The coworking dream that defined San Francisco's startup culture for a decade is quietly unraveling. As 2026 unfolds, the city's once-thriving shared office sector is contracting sharply, with several major operators shuttering locations across SoMa, SOMA's parallel Market Street corridor, and the emerging tech hubs near 16th Street BART.
The shift reflects a fundamental reversal in how San Francisco's tech ecosystem operates. After the remote work surge of 2020-2023 created a glut of flexible office space, companies are now consolidating back into traditional campuses—but exclusively their own. Salesforce, which occupies nearly 1.4 million square feet across its downtown tower and surrounding properties, recently announced an expansion into the renovated warehouse district south of Market Street. Meanwhile, Apple and Google have accelerated their San Francisco real estate acquisition plans, targeting former coworking spaces in the Mission District and along the Embarcadero waterfront.

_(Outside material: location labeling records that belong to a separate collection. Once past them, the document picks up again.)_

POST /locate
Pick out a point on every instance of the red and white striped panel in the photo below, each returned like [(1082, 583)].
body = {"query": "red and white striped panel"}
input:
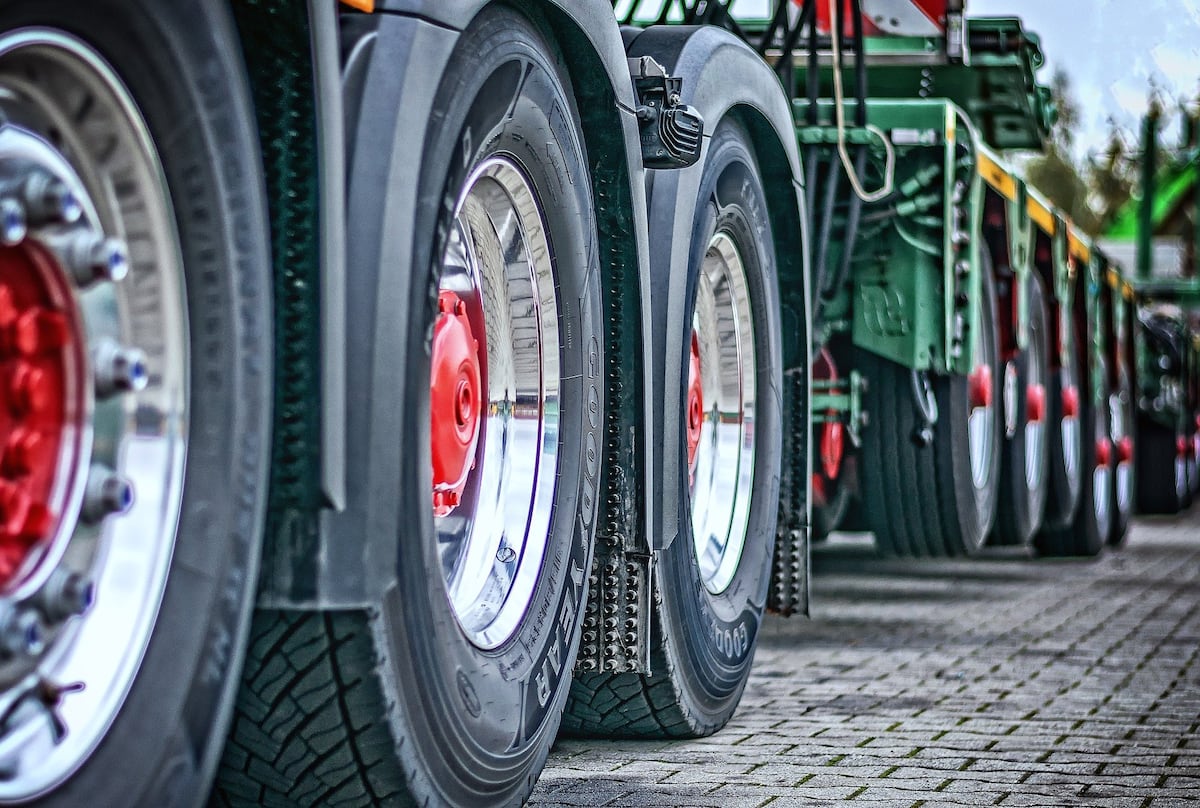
[(889, 17)]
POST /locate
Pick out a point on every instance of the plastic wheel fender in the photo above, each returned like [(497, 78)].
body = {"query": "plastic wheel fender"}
[(719, 73), (393, 66)]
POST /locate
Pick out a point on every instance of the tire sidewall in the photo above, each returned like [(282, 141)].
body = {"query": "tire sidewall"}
[(459, 702), (976, 507), (180, 64), (718, 632)]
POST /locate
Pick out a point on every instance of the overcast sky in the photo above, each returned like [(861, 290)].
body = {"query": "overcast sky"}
[(1111, 49)]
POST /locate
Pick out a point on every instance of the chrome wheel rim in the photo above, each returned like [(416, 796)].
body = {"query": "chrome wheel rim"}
[(492, 537), (721, 466), (1119, 412), (107, 238), (1102, 473), (1035, 412), (982, 419)]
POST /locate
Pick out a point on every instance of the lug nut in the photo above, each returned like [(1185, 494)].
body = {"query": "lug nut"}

"We're seeing a bifurcation," explains a spokesperson from the San Francisco Planning Department. "Large established firms are claiming premium office real estate, while startups that previously relied on flexible coworking arrangements are either moving to cheaper markets or operating fully remote with no physical footprint."
The numbers are stark. Coworking membership in San Francisco has declined 23 percent since early 2024, according to commercial real estate data. Monthly memberships that averaged $450-$650 per desk in premium locations like SOMA are now competing with permanent office leases at comparable prices, eliminating their price advantage. Several second-tier operators have consolidated locations—The Hive closed its Hayes Valley outpost in March, while Industrious reduced its footprint from four Bay Area locations to just two.
For startups, the implications are significant. Early-stage founders who once viewed coworking spaces as breeding grounds for networking and community are now forced to choose: secure permanent office leases if they want physical presence, or embrace fully distributed operations. Many are choosing the latter, particularly pre-seed and seed-stage companies that can't justify fixed real estate costs.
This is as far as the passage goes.